Marcus Coates

3 September - 10 October 2010

Marcus Coates is renowned for his shamanic performances, where a community or an individual is invited to ask difficult questions pertaining to their own predicament, from the deeply personal to the broadly political. Coates summons answers by communing with an animal kingdom that is part imagined, part scientifically observed. In costume and literally entranced, he relates the nature of this host of species and their attendant attributes; and from these narratives he extracts analogies, identifies thought patterns and discerns clues to a wider understanding.

 

For his first exhibition at the gallery, Coates has absented himself from the gallery, displaying only the material peripherals of these performances. We are presented with the questions asked and answers offered, as well as the costumes and objects used to facilitate the exchange, displayed like anthropological artefacts of a strangely familiar culture. The questions and answers are translated and transcribed during each performance, the handwriting indicating a sense of urgency behind each social, political or personal problem addressed. The objects have been collected, adapted and reused over years, bridging the utilitarian and the symbolic, the everyday and the mythical.
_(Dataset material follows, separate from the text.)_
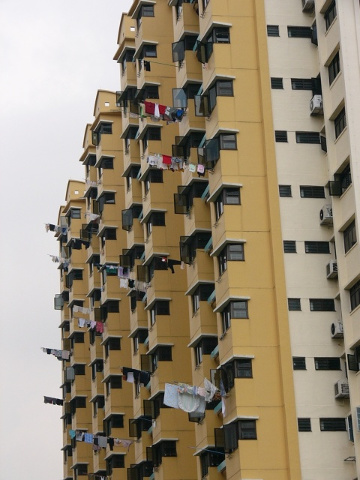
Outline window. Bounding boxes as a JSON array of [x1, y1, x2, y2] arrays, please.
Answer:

Several pairs of glasses bound together become a mask and a mode of seeing beyond the immediate; lemon juice produces a soured, contorted face, which, in some shamanic traditions, increases the chance of admittance to the grotesque realm of the spirits.

 

Participants in these performances may or may not believe in Coates’s abilities as a transcendental shaman – the point is not so much the validity of his claims, but the discussion they elicit. With such pressing issues as anorexia and war on participants’ agendas, it can be the naive outsider who asks the obvious, but useful, questions. And it is Coates’s recourse to the world of animals that demarcates an alternative space, enabling the demystification of social relations, imaginative speculation on causes and the dramatic resolution of enduring problems.

 

The works in this exhibition were shown in Psychopomp, Coates’s solo show at Milton Keynes Gallery, 15 January – 4 April 2010. We would like to extend our thanks to Milton Keynes Gallery and Kunsthalle Zurich, who are co-publishing a monograph in early 2011.

 

Marcus Coates was born 1968 and lives and works in London. Upcoming and current exhibitions include Skills Exchange: Urban Transformation and the Politics of Care, a project for the Process Room at the Serpentine Gallery, London (2011); Tokyo Art Meeting Transformation, Museum of Contemporary Art Tokyo (2010) and New Acquisitions, Walker Art Gallery, Liverpool (2010). Recent solo exhibitions include Psychopomp, Milton Keynes Gallery (2010); Tomio Koyama Gallery, Tokyo (2009) and Kunsthalle Zurich (2009) and screenings at Whitechapel Gallery, London (2007). Coates’s work was also included in The Beauty of Distance – Songs of Survival in a Precarious Age, 17th Biennale of Sydney (2010); Altermodern, Tate Triennial (2008) and British Art Show 6 (2005).